Amie notes that they have antioxidant properties, and a little lemon can make your chicken and veggies pop even if they seem boring.
Like Amie, I’m a kale stan for life.
It’s a superfood (whatever that means), it pairs well with everything, and if I fry it up in olive oil on the stove, I can eat it all day.
“Kale is full of vitamins C, K and A along with fiber and contains the carotenoid lutein, which is amazing for vision health,” says Amie.
If you want something cool, you can eat the kale raw (maybe massage it with olive oil if you’re feeling fancy) in a salad. If you want something crispy or warm, you can fry it up in a veggie stir-fry, or throw it in an omelette. Literally, anything is possible!
7. Extra-virgin olive oil
If you didn’t previously love eating vegetables, it’s because you weren’t making them right. If you just throw them in a pan (or the microwave) they’re not always going to taste that great. Olive oil and spices really make the magic. And as far as oils go, olive oil is pretty healthy.
“Olive oil contains healthy mono-unsaturated fats so it’s ideal for use on salads and roasted veggies,” says Amie.
And you can turn any veggie from bland to bomb by throwing it on a tray, drizzling it with olive oil, and sprinkling some salt and pepper on top, then cooking it at a high temp. If you use it on a veggie like kale or brussels, it might just cure your crunchy craving that you’d normally get from chips.
8. Rolled oats
Remember when one of our writers tried Victoria’s Secret diets and they involved lots of groats? Well, there’s a reason for that, oats are healthy and keep you full longer — allegedly. Also, most places offer gluten-free oats if you’re on that train.
If a bowl of oatmeal doesn’t tickle your fancy, make sure you’re pimping it out with fruits, peanut butter, and whatever else. If that still doesn’t work, Amie has some other ideas.

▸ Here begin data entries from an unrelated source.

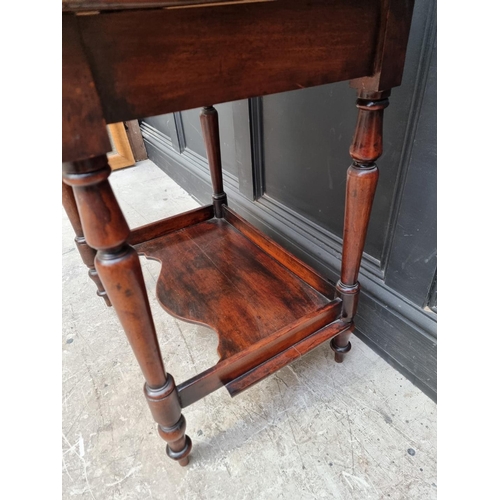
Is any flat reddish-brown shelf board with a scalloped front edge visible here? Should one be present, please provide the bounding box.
[137,219,328,359]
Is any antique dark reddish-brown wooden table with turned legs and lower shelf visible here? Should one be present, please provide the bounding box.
[63,0,413,465]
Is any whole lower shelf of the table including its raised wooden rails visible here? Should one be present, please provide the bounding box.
[132,207,351,406]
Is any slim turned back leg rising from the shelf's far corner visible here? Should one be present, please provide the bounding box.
[200,106,227,218]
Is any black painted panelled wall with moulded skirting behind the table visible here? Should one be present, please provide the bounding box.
[141,0,437,399]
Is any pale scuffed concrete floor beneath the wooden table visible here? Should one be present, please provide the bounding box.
[62,161,437,500]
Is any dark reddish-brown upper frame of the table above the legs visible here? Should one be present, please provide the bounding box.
[63,0,413,161]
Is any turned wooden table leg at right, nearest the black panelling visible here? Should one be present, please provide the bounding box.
[330,91,390,363]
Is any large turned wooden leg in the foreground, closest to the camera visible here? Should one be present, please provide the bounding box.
[63,156,191,465]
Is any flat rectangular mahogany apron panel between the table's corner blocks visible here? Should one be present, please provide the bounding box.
[78,0,380,123]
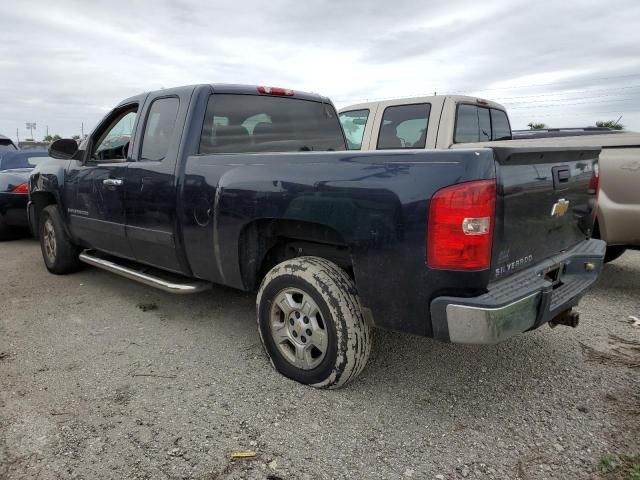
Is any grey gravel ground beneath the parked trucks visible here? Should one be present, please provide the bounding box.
[0,240,640,480]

“You can use rolled oats to thicken up your morning smoothies [and] your evening pureed soups.”
9. Chick peas:
Meats can be expensive, so chickpeas are a great affordable way to get your protein fix on.
“Chick peas are high in fiber and can be super helpful for supporting digestive health,” says Amie. “They contain antioxidants such as vitamin C, E and beta-carotene.”
Like cauliflower, chick peas are kind of a chameleon. You can use them to make hummus, or use them to make “healthy” cookie dough (which is amazing, trust me). Honestly, you can get a little weird and make your own dip wth random ingredients and it’d probably turn out good. Or you can just throw chickpeas, spices, and olive oil in the food processor for some homemade hummus.